Today was in my town the " Loveparade " event, this is the biggest meeting of techno music and fans of this music in Germany. Since midday we have here 1,4 million spectators and dancers on a area of around 10 hectare. Two hours ago a big bulk panic was happen here. Currently here are 15 people dead, 45 terribly hurt and more than 100 people are hurt. I hear since 2 hours only the sirens of first aid cars and police.
This day was beginning as a day of fun and happiness, now the day ends as a day of mourning and suffering.

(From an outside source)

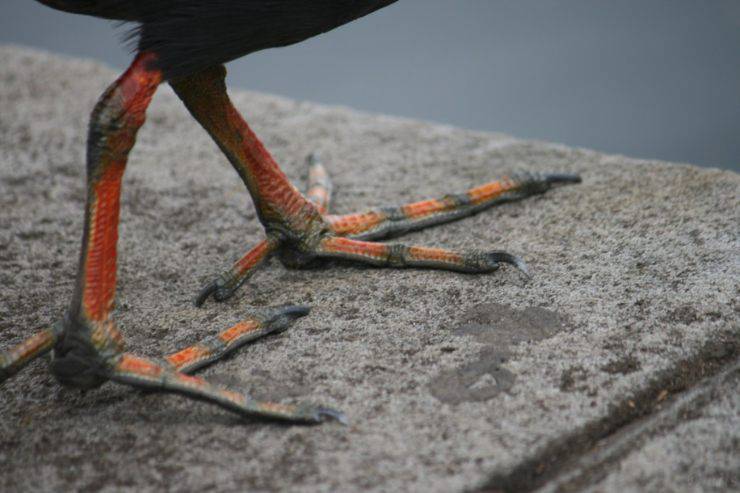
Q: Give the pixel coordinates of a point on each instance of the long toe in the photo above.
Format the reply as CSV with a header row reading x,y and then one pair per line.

May God help the injured people.

Frank


----------



## Irish66 (Feb 11, 2007)

Our prayers go out to all the families and people involved in such a horrible accident.


----------



## Deserthuntr (Nov 23, 2008)

*Hurt people*

May God bless the injured people. They are in our prayers. What caused the panic?


----------



## Karoojager (Dec 20, 2005)

Here are more informations in english language.

http://www.bbc.co.uk/news/world-europe-10752222


----------



## Montalaar (Jan 26, 2008)

I was in the tunnel just before it happened.

In remembrance/commemoration.


----------



## Bushkey (Mar 17, 2006)

It is always very sorry state of affairs if a day of fun and laughter turns into pain and suffering. My thoughts are with the people and their families.


----------